During the opening fireside chat, CISA Associate Director for Vulnerability Management Jay Gazlay described the state of federal IT infrastructure as "pretty porous" and susceptible to penetration by foreign adversaries. He advised federal agencies to focus on deploying robust data strategies and employing data governance to get the most out of a zero trust strategy.
Defense Digital Service Expert Nicole Thompson and HHS OIG CIO Gerald Caron echoed Gazlay’s comments during panels on software and endpoint security, asserting that the first step toward zero trust is data-mapping as opposed to network-mapping.

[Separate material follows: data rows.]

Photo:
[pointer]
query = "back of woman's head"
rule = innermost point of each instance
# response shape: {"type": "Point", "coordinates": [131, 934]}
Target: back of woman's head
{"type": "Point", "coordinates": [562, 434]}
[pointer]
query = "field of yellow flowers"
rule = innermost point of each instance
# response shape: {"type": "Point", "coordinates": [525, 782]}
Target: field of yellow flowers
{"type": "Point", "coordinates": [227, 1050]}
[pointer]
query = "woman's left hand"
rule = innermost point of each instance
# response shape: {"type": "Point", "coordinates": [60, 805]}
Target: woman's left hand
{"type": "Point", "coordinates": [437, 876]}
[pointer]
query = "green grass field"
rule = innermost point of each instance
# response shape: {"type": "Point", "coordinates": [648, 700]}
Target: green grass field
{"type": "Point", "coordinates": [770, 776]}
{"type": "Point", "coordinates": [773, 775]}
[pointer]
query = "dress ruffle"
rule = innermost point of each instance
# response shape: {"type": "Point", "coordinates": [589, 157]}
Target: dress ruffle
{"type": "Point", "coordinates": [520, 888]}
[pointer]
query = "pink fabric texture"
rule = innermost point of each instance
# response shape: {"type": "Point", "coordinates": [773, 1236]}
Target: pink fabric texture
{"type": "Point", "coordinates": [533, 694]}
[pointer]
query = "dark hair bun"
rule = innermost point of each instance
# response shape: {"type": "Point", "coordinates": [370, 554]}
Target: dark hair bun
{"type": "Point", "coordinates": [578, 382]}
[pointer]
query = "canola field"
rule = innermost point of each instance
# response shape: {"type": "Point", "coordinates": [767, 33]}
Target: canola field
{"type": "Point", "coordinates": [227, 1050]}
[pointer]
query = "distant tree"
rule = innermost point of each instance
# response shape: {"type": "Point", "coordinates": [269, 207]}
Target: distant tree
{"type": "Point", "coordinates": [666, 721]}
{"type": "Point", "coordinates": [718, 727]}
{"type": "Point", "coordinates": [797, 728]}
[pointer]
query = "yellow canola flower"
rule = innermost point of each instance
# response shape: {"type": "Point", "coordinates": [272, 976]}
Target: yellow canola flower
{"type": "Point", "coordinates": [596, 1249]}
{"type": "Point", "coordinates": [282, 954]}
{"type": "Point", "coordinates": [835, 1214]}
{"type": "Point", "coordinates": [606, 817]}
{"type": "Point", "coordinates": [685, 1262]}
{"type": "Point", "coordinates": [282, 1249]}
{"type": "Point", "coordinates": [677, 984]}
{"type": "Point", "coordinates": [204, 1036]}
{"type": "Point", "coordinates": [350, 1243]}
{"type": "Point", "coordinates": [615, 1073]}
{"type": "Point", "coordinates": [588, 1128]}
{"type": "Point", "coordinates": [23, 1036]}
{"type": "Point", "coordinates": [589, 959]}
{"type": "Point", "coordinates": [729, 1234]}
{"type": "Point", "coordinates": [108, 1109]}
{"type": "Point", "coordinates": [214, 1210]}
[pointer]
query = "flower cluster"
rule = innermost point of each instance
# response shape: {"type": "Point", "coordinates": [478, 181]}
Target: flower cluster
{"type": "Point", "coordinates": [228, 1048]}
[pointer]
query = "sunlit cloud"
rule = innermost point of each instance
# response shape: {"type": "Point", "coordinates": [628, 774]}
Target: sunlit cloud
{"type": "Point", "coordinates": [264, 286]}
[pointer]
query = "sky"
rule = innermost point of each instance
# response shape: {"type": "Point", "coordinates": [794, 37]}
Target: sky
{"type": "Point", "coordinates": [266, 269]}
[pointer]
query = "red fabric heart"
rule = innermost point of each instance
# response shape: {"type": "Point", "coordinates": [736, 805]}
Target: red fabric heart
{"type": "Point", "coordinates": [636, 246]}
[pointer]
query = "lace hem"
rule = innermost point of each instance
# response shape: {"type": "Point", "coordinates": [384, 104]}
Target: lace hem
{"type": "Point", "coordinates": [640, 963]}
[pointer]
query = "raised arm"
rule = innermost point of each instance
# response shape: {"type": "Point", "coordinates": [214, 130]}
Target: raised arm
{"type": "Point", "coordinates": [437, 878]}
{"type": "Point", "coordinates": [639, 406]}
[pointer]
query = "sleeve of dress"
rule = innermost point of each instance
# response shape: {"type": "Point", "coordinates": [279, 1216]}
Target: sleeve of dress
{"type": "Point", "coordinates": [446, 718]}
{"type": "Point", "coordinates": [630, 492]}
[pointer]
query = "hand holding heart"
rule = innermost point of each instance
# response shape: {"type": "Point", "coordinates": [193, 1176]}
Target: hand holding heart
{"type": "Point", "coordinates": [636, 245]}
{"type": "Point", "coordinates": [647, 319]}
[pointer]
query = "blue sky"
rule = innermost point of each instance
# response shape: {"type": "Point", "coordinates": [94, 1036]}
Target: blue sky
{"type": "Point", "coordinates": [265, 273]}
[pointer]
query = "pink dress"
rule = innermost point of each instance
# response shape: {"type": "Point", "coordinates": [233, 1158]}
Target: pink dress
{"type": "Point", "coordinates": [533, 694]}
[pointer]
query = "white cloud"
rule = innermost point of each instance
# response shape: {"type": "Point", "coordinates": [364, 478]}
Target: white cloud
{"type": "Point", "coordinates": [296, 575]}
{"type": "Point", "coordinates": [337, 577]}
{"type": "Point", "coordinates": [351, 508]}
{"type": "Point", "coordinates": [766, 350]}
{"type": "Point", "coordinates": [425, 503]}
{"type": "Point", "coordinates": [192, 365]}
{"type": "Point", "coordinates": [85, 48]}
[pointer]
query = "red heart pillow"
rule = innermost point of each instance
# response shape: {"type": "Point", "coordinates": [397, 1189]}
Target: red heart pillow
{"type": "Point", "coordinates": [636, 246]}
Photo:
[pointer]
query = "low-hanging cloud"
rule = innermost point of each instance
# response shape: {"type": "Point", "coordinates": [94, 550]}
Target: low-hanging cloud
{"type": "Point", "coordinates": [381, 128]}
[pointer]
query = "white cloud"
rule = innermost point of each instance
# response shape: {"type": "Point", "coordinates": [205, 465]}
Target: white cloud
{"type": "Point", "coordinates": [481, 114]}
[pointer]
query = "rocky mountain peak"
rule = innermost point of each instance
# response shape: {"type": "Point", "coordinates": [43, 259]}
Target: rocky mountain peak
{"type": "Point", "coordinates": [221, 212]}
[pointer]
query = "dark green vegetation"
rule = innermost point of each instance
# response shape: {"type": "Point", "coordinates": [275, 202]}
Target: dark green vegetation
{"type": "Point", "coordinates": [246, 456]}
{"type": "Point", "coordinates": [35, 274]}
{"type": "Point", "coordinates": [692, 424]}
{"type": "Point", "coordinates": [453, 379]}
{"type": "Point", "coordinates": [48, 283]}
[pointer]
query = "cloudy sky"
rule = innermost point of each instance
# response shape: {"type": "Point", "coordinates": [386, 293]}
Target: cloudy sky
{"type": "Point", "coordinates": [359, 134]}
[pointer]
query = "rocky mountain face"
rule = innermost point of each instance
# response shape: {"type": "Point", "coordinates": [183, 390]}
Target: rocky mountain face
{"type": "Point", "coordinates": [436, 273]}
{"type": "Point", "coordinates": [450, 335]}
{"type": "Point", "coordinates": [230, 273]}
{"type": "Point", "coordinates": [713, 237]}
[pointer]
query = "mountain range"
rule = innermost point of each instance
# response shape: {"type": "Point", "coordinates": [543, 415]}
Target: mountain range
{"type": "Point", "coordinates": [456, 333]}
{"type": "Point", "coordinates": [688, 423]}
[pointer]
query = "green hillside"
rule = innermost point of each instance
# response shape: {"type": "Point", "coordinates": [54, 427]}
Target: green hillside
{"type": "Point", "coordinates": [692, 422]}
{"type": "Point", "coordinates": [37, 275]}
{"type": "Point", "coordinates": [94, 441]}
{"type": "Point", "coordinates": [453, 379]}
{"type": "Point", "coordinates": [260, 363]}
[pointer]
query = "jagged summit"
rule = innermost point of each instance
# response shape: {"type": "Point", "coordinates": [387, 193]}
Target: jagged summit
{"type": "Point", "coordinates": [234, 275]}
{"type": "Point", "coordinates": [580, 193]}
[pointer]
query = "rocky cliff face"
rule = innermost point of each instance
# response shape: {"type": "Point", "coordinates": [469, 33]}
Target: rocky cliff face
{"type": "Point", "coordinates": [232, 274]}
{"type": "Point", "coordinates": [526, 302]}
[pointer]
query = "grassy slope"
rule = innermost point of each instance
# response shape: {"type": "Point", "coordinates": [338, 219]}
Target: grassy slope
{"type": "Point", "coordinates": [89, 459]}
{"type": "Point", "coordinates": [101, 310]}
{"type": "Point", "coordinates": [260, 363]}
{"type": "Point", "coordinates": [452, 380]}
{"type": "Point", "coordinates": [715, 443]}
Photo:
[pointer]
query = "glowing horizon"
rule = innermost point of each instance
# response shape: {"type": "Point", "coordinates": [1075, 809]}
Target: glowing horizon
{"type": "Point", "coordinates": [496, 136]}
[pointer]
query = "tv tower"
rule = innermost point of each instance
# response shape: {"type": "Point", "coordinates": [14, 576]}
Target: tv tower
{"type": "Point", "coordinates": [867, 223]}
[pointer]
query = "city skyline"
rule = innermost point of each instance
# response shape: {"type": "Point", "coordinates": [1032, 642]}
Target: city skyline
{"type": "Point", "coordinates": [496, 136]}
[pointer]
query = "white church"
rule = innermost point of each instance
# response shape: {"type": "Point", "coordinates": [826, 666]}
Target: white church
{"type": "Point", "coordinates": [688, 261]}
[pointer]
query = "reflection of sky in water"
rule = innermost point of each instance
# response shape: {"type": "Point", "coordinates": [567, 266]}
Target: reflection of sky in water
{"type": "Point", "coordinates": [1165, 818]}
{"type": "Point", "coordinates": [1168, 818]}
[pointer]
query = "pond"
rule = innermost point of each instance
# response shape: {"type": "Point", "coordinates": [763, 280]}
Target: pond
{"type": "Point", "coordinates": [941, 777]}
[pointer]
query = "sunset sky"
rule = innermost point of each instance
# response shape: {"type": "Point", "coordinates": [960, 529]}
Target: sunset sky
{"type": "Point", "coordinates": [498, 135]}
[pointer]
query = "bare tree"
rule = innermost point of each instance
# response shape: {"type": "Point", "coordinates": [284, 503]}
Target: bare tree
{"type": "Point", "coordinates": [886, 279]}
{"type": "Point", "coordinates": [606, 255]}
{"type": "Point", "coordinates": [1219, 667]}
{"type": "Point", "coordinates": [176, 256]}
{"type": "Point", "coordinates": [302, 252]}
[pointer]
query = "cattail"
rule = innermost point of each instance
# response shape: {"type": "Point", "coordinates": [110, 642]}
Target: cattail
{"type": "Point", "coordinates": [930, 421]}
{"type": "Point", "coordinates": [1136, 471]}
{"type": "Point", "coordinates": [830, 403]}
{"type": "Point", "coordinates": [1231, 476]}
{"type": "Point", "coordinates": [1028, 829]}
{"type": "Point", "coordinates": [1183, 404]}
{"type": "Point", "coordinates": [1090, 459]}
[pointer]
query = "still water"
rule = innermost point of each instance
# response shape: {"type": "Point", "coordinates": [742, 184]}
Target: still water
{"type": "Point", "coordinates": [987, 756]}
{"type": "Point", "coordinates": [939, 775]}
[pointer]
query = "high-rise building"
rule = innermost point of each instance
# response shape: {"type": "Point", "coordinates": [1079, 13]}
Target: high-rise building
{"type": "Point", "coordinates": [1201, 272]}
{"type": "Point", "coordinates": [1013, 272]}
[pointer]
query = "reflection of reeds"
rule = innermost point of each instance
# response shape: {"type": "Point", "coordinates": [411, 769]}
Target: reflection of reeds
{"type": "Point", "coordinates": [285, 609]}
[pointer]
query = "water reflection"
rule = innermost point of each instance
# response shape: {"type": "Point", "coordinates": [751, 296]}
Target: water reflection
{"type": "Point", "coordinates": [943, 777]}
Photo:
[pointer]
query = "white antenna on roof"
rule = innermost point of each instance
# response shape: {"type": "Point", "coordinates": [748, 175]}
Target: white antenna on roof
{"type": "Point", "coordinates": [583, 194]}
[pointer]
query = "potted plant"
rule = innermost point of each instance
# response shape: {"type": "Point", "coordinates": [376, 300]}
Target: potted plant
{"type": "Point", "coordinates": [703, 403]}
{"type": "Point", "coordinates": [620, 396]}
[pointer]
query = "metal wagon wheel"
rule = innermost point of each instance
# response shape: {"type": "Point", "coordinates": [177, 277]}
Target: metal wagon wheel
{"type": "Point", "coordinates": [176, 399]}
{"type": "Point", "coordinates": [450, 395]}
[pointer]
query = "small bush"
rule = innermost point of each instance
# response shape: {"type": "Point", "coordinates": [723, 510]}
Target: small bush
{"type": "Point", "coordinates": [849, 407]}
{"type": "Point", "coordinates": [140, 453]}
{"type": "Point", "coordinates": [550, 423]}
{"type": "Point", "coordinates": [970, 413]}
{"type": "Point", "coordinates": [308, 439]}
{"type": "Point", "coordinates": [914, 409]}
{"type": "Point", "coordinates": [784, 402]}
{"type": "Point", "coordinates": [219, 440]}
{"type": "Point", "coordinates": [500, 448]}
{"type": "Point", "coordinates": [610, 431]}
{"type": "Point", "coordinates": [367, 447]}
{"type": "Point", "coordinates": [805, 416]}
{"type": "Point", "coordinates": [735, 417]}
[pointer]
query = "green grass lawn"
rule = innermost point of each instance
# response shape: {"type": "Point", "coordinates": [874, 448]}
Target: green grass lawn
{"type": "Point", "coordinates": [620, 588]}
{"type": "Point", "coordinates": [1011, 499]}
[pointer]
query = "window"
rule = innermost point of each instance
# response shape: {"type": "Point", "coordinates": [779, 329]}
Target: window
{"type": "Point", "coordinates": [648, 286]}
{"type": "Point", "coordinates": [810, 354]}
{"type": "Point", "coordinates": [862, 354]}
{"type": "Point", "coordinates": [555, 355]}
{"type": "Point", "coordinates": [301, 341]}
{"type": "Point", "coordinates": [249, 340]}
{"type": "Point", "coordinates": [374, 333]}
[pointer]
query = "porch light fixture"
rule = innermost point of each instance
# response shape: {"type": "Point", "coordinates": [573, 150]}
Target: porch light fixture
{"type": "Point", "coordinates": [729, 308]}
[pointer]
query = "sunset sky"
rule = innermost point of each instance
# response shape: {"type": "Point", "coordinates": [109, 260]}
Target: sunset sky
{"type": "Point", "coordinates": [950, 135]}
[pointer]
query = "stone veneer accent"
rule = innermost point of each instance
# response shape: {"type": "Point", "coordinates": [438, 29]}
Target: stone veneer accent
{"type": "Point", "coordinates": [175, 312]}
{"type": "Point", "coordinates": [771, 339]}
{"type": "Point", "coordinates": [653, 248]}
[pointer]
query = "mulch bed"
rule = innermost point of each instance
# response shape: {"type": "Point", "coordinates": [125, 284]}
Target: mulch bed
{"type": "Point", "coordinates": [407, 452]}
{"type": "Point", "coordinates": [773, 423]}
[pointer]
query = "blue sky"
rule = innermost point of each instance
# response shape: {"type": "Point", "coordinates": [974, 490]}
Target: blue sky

Organizations must understand where their data is and what’s “normal” for their data before they can protect it effectively.
One of the biggest problems facing organizations is balancing a friendly user experience with cybersecurity controls. One of the Defense Department’s cybersecurity goals is to unify endpoint management to improve user experience while maintaining a strong cyber posture, according to DISA Technical Director Drew Malloy.
“Security can't just come at the cost of performance,” Malloy said.
Gazlay also highlighted how user-friendly data access strategies can result in increased cybersecurity risks, but user experience and a strong cyber posture don’t have to be mutually exclusive.
For many organizations, zero trust is a radical cybersecurity transformation. Natalia Martin, acting director of NIST's National Cybersecurity Center of Excellence, said creating community through workshops and common language can help federal agencies and private companies begin zero trust first steps like monitoring the software supply chain.
Cultivating a cyber-aware workforce is also key. Training teams to see security as “the most important thing” is a major priority for VA CIO Kurt DelBene.
“The people driving your system need to have a sense of what zero trust means to them,” he said during the closing fireside chat.
Identity management is everything when developing a robust cybersecurity strategy. Malicious cyber actors are increasingly pursuing identities of users, devices and machines because they can unlock data access on a network.
Due to this trend, GSA’s Director of the Identity Assurance and Trusted Access Division, Ken Myers, is focused on insider threat mitigation and building identity, credential and access management (ICAM) solutions into core IT infrastructure.
Felipe Fernandez, director of systems engineering at Fortinet Federal, wants federal agencies to develop ICAM solutions to the point of automation, so data access can be revoked as quickly as it is granted to limit breaches.
One of the biggest misconceptions around zero trust is that it’s going to be “easy,” according to Gazlay. Zero trust is a journey, and not every organization will immediately shift into a perfect zero trust posture.
One challenge to zero trust is technical debt. For many federal agencies, the technology “is just not there,” Gazlay said.
USPTO CISO Don Watson said cybersecurity leaders need to be “enablers” of their business or agency mission and develop close relationships with product and development teams to move towards a zero trust mindset.
DDS’ bug bounty program is one strategy for helping the Pentagon inch closer to strong cyber defenses incorporating zero trust principles, according to Thompson.
A zero trust “scorecard” can also help federal agencies stay on track with their zero trust vision, DelBene said.